Every school in this country has a significant percentage of students stoned every day, and their lack of motivation must have an effect on overall academic standards.
Nothing will keep [parents] more stuck, and render [them] more powerless, than holding onto the initial feelings of guilt, blame, embarrassment, fear, anger, hurt, and inadequacy [they] had when [they] discovered [their] child was on drugs.
Permissiveness is accepting wrong behavior. I believe there is no greater disservice a parent can do to a child than that. However well-intentioned permissiveness may be, the child interprets it as abandonment.
Love means not accepting wrong behavior; it also means accepting behavior that is undesirable to you but perfectly natural for a child. Your desire to ``socialize'' your children before they are ready is motivated by self-centeredness. . . . parents must let young children be what they are.
My theory of drug prevention contends that children who grow up accepting themselves will have enough self-esteem to resist the power of mind-changing chemicals. They will more than likely experiment, but drugs simply won't have much to offer them.

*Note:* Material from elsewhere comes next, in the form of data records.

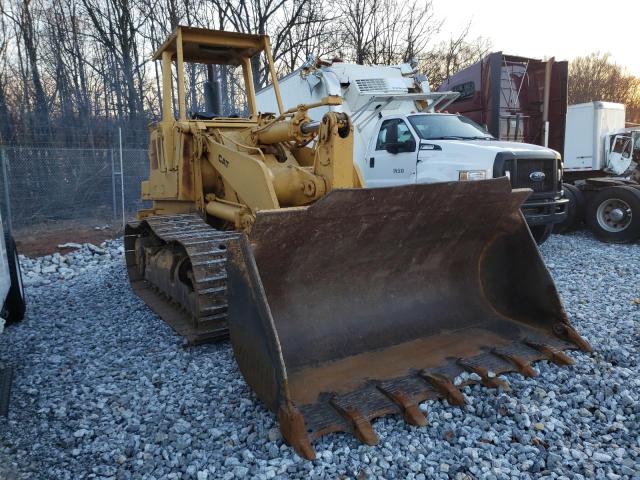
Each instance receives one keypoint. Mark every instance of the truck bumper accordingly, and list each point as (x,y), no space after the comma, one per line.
(545,212)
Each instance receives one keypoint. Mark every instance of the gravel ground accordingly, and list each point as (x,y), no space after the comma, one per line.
(105,390)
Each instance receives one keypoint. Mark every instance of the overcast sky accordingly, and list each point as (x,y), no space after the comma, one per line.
(545,28)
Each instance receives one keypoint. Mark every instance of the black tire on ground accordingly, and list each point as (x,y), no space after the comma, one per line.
(613,214)
(15,304)
(541,232)
(575,213)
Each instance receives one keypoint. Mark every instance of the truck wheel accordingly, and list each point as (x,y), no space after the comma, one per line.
(613,215)
(15,303)
(541,233)
(575,213)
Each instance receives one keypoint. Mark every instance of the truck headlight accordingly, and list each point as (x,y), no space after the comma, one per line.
(468,175)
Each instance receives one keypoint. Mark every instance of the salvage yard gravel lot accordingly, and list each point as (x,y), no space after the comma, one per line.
(103,389)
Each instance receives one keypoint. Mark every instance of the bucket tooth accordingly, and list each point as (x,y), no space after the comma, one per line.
(556,356)
(410,410)
(445,386)
(294,431)
(520,363)
(487,380)
(566,331)
(361,425)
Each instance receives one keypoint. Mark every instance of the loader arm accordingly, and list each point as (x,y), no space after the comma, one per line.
(248,175)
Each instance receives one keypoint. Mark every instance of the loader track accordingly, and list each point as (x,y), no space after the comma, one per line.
(177,265)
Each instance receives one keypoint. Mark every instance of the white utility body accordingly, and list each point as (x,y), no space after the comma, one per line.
(601,160)
(401,135)
(596,139)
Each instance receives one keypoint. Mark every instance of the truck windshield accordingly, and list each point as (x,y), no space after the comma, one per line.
(447,127)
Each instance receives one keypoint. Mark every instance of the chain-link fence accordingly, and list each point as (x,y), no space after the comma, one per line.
(49,184)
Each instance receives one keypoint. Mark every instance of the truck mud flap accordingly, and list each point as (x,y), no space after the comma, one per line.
(371,301)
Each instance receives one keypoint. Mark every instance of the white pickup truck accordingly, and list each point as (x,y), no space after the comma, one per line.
(401,137)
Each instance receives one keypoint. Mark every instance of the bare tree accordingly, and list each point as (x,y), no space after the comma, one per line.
(453,55)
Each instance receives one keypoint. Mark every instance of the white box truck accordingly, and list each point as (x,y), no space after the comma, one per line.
(401,135)
(601,174)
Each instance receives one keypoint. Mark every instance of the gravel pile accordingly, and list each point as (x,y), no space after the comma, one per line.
(82,258)
(105,390)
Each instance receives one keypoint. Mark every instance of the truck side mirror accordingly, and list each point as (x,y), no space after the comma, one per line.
(393,148)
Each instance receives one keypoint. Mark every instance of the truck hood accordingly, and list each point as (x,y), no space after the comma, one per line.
(495,146)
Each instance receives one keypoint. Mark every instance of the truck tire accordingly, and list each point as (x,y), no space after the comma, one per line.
(541,233)
(15,304)
(613,214)
(575,213)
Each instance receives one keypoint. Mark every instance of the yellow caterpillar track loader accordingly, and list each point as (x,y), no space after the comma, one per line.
(342,303)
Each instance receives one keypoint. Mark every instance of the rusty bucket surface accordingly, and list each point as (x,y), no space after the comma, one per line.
(371,301)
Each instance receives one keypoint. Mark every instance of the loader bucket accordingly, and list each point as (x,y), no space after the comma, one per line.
(373,300)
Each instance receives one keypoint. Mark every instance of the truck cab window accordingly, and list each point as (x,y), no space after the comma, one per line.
(393,131)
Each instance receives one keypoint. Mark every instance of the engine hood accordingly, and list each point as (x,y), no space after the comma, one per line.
(496,146)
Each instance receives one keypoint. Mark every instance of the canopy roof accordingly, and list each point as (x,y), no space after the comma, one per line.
(201,45)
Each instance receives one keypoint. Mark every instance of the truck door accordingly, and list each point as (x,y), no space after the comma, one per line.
(392,157)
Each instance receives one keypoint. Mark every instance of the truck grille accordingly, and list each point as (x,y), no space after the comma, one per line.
(524,167)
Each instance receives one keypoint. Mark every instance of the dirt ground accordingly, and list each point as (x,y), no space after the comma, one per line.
(44,239)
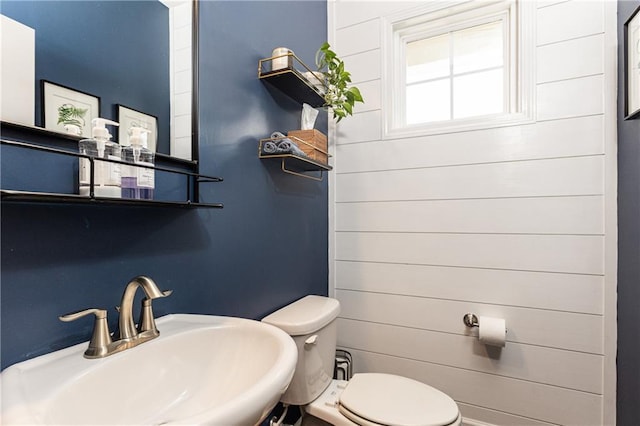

There's not much we as individuals can do about [the media]. But we can keep ourselves clean. We [parents], after all, are the guardians of genuine human values, and if we establish walls to protect them within our own families, our children, even when they drift far away, will always know where ``home'' is.
A recovering drug abuser must stick with winners (people who do not take drugs) whether they be recovering abusers or people who simply believe in sobriety.
I call myself a drug rehabilitator, but I don't ``treat'' drug abusers. I offer them something more attractive than getting high.